La norma no escrita en Europa parece ser la de que cuanto más despolitizado sea el proceso, más legitimidad pueden obtener los tecnócratas y, a la inversa, siempre que la política se interpone ante una decisión, los burócratas pierden crédito.
Una objeción a la delegación de la autoridad política a los tecnócratas es la de que esa clase de nombramientos equivale a una humillante limitación de la soberanía. En tiempos normales, resulta inaceptable para la mayoría de los ciudadanos, pero en época de crisis la voz del tecnócrata neutral adquiere una mayor legitimidad.
Monti, por ejemplo, fue uno de los primeros en dar la alarma sobre el grave estado de la hacienda de Italia, pero, como prueba de la neutralidad del tecnócrata, el pasado mes de agosto advirtió también sobre las consecuencias de las exigencias por parte de instituciones internacionales no elegidas (en este caso, el Banco Central Europeo) de determinadas políticas a cambio del apoyo a los bonos italianos en los mercados internacionales.

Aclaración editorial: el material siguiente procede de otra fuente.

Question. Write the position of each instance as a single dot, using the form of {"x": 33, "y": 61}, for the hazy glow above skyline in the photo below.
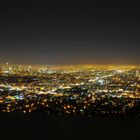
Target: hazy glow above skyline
{"x": 69, "y": 33}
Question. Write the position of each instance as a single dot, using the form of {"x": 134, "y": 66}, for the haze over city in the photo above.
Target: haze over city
{"x": 69, "y": 33}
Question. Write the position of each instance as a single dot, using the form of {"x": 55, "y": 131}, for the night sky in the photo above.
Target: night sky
{"x": 41, "y": 32}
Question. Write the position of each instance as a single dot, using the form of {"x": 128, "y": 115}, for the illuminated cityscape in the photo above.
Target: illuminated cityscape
{"x": 80, "y": 90}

Monti lo llamó podestà forestiero, algo así como un señor feudal extranjero radicado en Bruselas, Washington y Fránkfurt, además de en Berlín y en París.
La UE es una puesta en común voluntaria de la soberanía nacional, pero las peticiones que se están haciendo ahora a Italia (y a Grecia) son el diktat de otras naciones soberanas. Un gobierno de unidad nacional dirigido por un tecnócrata en lugar de uno dirigido por políticos elegidos no cambia cualitativamente el hecho de que desde fuera se estén exigiendo reformas, pero los votantes en una época de crisis pueden ser más sensatos que la mayoría de los políticos: durante los dos últimos decenios, el estadista más popular de forma constante ha sido Carlo Azeglio Ciampi, ex miembro del Banco Central, al que a mediados del decenio de 1990 se llamó para que dirigiera un gobierno provisional de emergencia.

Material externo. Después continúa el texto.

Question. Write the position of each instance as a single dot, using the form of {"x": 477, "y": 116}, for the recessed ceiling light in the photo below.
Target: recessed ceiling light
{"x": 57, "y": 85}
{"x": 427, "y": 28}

Desde luego, un gobierno tecnocrático es una anomalía en la medida en que constituye un veredicto condenatorio sobre la actuación de toda la clase política de un país, pero los votantes en las maltrechas tierras de la zona del euro parecen haber sacado sus conclusiones condenatorias sobre sus dirigentes elegidos hace unos meses.
Lao Tsé, el fundador del taoísmo, escribió que “el mejor dirigente es aquel que el pueblo apenas nota que existe”. En vista de que en la Europa azotada por la crisis cada vez se recurre más a gobiernos de tecnócratas no elegidos, casi podemos ver a los ciudadanos asintiendo agradecidos.